Het twee keer als B-bedrijf aan meer dan zes D-bedrijven afvoeren van varkens binnen een periode van zes weken.

Dit levert op:

Een overtreding van artikel 9 van de Verordening varkensleveringen (PVV) 2007.

Ter zitting heeft betrokkene aangevoerd dat hij de "balk" op het transportdocument in een (te) laat stadium constateerde, namelijk eerst nadat de biggen geladen waren en dat het niet wel doenlijk is om de biggen dan nog "terug" te halen. Betrokkene heeft toegelicht dat hij in de stal wacht op de komst van de transporteur en, zodra de transportwagen gearriveerd is, de af te leveren biggen, vanuit een voorsorteerruimte, het voertuig indrijft, zonder hulp van derden. Eerst daarna ontvangt betrokkene van de chauffeur het transportdocument.

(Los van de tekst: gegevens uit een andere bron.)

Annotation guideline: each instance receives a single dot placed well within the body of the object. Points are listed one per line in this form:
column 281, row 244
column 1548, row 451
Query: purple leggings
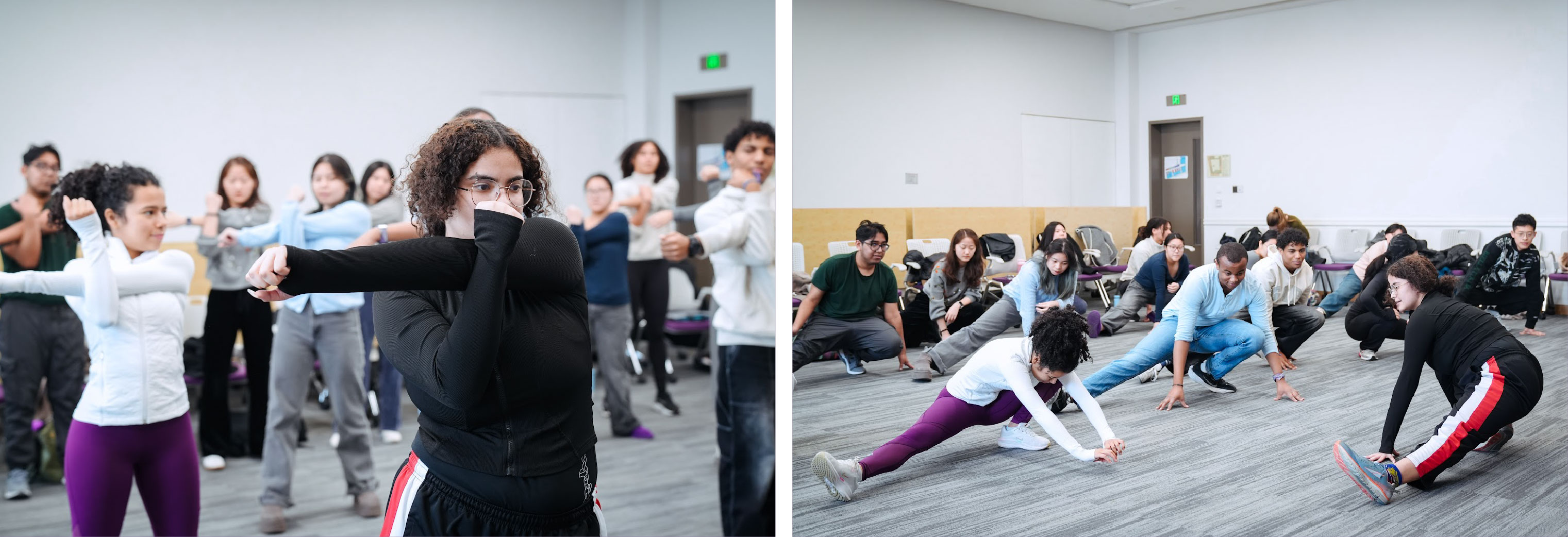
column 943, row 420
column 162, row 458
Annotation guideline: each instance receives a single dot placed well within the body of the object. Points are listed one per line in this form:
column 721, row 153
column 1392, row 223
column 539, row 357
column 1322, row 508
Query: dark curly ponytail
column 1060, row 339
column 107, row 187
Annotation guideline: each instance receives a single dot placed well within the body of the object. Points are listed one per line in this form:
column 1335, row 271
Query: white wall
column 933, row 88
column 1360, row 113
column 179, row 87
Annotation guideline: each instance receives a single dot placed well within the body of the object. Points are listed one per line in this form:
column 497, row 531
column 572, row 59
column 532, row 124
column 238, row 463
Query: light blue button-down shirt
column 1202, row 303
column 327, row 231
column 1026, row 289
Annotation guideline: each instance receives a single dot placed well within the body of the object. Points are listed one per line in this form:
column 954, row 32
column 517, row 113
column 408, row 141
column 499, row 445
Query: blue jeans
column 744, row 409
column 1233, row 340
column 1347, row 289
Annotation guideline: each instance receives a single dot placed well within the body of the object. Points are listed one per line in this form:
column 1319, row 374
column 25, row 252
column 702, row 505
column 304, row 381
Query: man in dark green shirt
column 852, row 307
column 40, row 335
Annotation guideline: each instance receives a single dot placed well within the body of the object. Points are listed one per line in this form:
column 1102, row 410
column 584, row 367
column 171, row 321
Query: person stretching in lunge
column 1009, row 378
column 1198, row 320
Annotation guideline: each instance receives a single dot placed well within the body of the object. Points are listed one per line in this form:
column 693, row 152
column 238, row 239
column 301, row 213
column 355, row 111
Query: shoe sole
column 1013, row 445
column 822, row 467
column 1191, row 375
column 1358, row 475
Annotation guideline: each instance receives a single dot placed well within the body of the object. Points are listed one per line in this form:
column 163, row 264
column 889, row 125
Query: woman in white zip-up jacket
column 134, row 420
column 643, row 190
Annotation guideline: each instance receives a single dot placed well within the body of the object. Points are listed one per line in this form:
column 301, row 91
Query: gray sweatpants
column 335, row 340
column 871, row 339
column 38, row 342
column 1132, row 301
column 609, row 326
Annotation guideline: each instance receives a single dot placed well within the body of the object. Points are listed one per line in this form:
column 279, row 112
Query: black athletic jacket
column 490, row 334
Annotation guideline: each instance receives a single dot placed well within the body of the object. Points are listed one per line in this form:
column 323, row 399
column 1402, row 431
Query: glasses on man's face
column 518, row 193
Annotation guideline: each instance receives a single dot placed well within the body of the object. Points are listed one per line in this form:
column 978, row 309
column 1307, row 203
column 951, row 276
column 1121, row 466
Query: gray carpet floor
column 1236, row 464
column 661, row 488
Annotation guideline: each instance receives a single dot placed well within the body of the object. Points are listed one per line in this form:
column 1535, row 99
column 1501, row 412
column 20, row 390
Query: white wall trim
column 1457, row 223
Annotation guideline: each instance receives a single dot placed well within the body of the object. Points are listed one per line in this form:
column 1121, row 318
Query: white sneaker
column 1023, row 438
column 1152, row 375
column 839, row 477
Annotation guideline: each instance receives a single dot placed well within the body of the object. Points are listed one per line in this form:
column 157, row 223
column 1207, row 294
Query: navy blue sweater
column 604, row 259
column 1153, row 276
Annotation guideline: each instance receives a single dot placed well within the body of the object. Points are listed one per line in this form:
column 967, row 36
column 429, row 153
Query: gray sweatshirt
column 226, row 266
column 944, row 293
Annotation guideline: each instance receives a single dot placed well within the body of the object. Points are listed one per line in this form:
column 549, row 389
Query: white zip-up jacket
column 738, row 237
column 134, row 317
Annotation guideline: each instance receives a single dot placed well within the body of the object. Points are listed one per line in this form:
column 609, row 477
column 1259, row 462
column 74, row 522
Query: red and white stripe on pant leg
column 404, row 489
column 1446, row 442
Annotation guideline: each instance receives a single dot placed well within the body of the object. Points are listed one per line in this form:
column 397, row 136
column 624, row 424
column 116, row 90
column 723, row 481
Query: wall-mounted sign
column 1177, row 166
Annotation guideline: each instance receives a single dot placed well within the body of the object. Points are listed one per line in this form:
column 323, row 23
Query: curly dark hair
column 1060, row 340
column 441, row 163
column 1418, row 272
column 631, row 151
column 107, row 187
column 974, row 270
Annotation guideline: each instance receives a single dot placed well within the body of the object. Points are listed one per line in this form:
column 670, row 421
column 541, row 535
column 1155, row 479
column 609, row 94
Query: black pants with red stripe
column 1506, row 389
column 435, row 498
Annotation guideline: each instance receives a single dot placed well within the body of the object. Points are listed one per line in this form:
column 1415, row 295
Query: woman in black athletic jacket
column 1487, row 375
column 487, row 318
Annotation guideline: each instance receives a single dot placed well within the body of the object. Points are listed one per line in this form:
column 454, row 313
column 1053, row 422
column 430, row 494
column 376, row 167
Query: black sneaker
column 1060, row 401
column 667, row 406
column 1217, row 385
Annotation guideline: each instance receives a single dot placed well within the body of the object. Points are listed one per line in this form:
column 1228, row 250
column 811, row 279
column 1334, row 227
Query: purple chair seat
column 686, row 326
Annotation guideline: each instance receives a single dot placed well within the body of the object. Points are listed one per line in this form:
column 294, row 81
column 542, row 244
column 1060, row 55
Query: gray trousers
column 335, row 340
column 38, row 342
column 609, row 326
column 871, row 339
column 1132, row 301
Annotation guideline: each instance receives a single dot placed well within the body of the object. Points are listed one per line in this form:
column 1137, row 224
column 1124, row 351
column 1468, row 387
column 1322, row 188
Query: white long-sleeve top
column 1278, row 284
column 1004, row 365
column 645, row 239
column 134, row 315
column 738, row 237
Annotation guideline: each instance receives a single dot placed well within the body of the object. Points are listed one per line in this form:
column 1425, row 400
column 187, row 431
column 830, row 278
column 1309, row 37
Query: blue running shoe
column 1370, row 477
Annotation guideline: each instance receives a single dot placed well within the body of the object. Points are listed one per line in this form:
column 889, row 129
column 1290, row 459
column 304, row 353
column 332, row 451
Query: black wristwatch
column 697, row 246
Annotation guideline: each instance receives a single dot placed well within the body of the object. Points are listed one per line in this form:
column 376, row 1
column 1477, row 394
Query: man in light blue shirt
column 1198, row 320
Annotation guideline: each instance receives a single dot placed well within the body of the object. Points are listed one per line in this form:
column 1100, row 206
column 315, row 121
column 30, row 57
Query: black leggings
column 649, row 286
column 229, row 312
column 1371, row 329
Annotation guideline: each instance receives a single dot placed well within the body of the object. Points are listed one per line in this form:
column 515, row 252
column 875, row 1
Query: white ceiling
column 1134, row 14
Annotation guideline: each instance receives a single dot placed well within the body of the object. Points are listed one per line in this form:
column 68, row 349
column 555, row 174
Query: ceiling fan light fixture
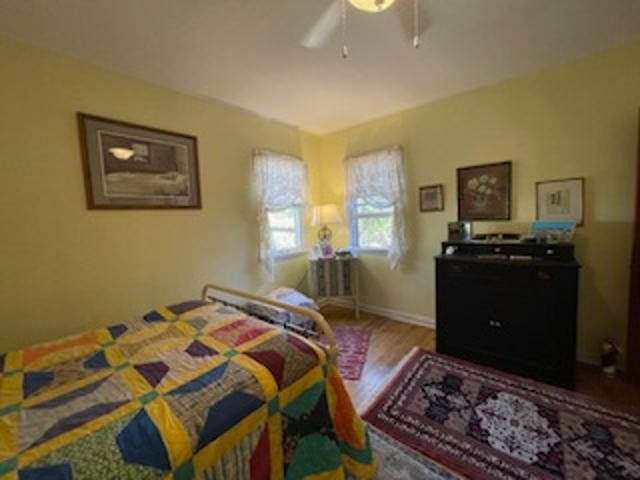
column 372, row 5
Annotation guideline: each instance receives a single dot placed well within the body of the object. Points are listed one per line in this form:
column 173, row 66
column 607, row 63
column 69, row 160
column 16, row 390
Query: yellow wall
column 576, row 120
column 64, row 268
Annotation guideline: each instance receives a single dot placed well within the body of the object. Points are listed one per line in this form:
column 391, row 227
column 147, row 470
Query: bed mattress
column 194, row 390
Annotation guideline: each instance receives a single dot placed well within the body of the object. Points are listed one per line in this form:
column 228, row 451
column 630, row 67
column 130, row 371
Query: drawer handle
column 544, row 276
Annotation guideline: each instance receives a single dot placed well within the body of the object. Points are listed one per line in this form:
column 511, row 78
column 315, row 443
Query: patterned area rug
column 353, row 345
column 394, row 461
column 486, row 424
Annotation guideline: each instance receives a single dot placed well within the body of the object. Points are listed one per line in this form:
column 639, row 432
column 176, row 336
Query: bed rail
column 317, row 317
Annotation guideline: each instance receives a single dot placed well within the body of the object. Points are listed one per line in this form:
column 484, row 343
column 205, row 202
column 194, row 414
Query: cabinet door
column 501, row 311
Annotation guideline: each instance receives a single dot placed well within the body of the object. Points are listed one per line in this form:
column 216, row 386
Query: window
column 371, row 227
column 287, row 232
column 280, row 187
column 375, row 195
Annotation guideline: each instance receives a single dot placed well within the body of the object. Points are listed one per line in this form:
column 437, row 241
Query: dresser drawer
column 497, row 274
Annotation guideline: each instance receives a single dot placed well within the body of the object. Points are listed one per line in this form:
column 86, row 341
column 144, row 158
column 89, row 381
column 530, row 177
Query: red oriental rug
column 353, row 345
column 484, row 424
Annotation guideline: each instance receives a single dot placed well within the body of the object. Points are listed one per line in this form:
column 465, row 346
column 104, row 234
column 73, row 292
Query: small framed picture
column 133, row 166
column 561, row 199
column 432, row 198
column 484, row 192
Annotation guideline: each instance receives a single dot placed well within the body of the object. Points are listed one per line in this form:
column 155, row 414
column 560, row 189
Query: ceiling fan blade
column 326, row 25
column 405, row 11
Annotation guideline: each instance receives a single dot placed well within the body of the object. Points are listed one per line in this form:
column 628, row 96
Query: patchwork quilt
column 195, row 390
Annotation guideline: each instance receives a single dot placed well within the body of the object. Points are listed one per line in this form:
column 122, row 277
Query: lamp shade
column 372, row 5
column 326, row 214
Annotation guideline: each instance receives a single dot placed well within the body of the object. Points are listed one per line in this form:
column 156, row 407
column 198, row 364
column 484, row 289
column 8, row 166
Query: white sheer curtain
column 280, row 181
column 377, row 178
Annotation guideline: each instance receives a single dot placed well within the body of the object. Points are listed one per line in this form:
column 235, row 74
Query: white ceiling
column 248, row 52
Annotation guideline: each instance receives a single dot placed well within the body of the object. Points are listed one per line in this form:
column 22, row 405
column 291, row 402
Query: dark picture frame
column 130, row 166
column 568, row 200
column 484, row 192
column 431, row 198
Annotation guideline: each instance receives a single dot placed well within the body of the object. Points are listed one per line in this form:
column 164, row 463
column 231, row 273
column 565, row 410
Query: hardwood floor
column 392, row 340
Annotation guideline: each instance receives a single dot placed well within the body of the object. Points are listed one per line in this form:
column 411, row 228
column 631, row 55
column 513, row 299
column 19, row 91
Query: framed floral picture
column 431, row 198
column 484, row 192
column 561, row 199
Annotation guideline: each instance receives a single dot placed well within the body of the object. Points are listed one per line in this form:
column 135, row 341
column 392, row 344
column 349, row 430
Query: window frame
column 354, row 216
column 298, row 230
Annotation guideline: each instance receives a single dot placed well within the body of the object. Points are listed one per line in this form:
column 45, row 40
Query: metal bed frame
column 317, row 317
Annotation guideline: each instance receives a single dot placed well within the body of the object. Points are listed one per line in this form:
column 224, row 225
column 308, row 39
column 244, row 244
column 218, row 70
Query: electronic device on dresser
column 511, row 306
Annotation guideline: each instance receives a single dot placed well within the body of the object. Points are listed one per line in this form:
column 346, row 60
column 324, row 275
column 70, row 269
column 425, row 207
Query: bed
column 194, row 390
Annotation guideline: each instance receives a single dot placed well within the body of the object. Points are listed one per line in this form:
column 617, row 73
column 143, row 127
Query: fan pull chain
column 416, row 24
column 345, row 49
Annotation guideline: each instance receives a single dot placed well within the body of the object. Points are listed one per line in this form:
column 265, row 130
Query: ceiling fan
column 335, row 15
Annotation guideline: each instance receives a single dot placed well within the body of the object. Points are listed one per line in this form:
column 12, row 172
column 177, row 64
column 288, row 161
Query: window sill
column 288, row 255
column 371, row 251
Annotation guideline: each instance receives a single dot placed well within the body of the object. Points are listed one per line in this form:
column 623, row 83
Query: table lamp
column 324, row 215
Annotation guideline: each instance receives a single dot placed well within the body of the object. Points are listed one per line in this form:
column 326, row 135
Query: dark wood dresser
column 511, row 306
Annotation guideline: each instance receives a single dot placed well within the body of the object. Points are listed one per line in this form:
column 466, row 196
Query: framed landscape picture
column 561, row 199
column 484, row 192
column 131, row 166
column 431, row 198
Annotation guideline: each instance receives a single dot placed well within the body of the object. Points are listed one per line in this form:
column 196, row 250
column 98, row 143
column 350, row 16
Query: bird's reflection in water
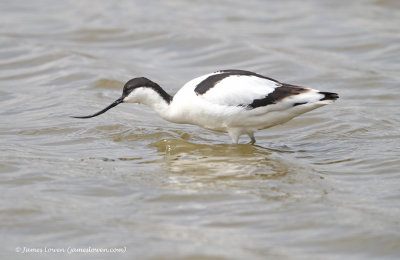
column 188, row 162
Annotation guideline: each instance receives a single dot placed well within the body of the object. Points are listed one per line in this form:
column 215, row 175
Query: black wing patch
column 284, row 91
column 212, row 80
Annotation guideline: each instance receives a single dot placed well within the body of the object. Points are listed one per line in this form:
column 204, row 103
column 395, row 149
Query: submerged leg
column 252, row 138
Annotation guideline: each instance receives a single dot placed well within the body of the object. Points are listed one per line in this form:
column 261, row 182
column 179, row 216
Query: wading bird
column 233, row 101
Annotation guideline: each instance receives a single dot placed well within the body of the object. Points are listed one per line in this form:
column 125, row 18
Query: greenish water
column 323, row 186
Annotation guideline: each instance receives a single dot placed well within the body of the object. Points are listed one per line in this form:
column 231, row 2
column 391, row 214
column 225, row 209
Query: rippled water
column 323, row 186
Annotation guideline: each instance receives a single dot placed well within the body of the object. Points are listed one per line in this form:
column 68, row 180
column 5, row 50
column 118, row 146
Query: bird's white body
column 237, row 102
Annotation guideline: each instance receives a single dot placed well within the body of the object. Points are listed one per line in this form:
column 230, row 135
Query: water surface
column 323, row 186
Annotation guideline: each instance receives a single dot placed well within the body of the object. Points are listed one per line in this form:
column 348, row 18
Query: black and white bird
column 233, row 101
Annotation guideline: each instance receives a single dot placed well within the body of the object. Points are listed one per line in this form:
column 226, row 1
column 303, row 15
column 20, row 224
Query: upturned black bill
column 116, row 102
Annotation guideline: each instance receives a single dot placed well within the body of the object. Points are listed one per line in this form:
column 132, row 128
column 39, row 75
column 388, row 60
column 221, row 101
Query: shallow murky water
column 323, row 186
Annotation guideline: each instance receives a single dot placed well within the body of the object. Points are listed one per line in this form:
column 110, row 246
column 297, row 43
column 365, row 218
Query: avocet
column 237, row 102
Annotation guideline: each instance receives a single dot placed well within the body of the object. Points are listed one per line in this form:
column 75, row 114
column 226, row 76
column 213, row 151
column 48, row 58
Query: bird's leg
column 252, row 138
column 234, row 135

Dit punt verwerpt het Tuchtgerecht. Voor de juiste naleving van de verordening is en blijft de ondernemer verantwoordelijk. Met de geschetste handelswijze neemt betrokkene het risico dat een ongeoorloofd transport zal plaats vinden. Uitvoeringszaken zijn des ondernemers. Betrokkene dient de werkprocessen binnen zijn bedrijf zodanig vorm en inhoud te geven dat correcte naleving van de verordening steeds mogelijk is.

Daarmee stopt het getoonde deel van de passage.